Here is a short story inspired by that topic.

She leaned back and closed her eyes. Instead of seeing a timeline of sociological theories, she saw her own family’s dining table last Christmas. sociology -9699- notes

Outside her dorm window, the university was quiet. But inside her head, a thousand sociologists were screaming.
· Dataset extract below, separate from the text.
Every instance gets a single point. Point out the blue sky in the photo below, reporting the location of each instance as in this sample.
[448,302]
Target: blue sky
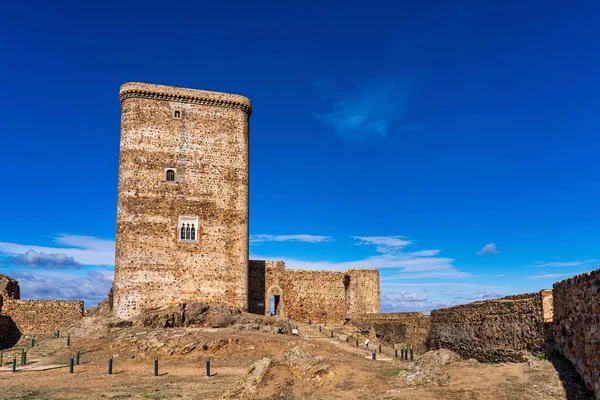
[453,145]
It was 2:00 AM. The Paper 2 exam on and Media was in seven hours.

Maya smiled. She didn’t just remember the sociologists. She remembered the turkey. She remembered the white knuckles. She remembered the dirty dishes. And she remembered the filtered photo. Then she remembered her Uncle Joe

“That’s the bourgeoisie exploiting the proletariat,” Maya whispered. Her grandfather held the means of production (the carving knife, the biggest plate, the head of the table). The family wasn't a stable body—it was a battlefield for scarce resources (respect, food, attention). The ideology of "happy family dinner" was just a myth to make Uncle Joe accept his dry, small piece of meat.

Finally, she scrolled to the bottom of her notes. There was a photo her sister had posted on Instagram that night: a perfect golden turkey, laughing faces, soft candlelight. The caption read: “Perfect Christmas with the perfect family.” Here is a short story inspired by that topic

She picked up her pen and wrote the best essay of her life. For the first time, her weren't just facts to memorize. They were a set of lenses that made the whole world—and her own dinner table—finally make sense.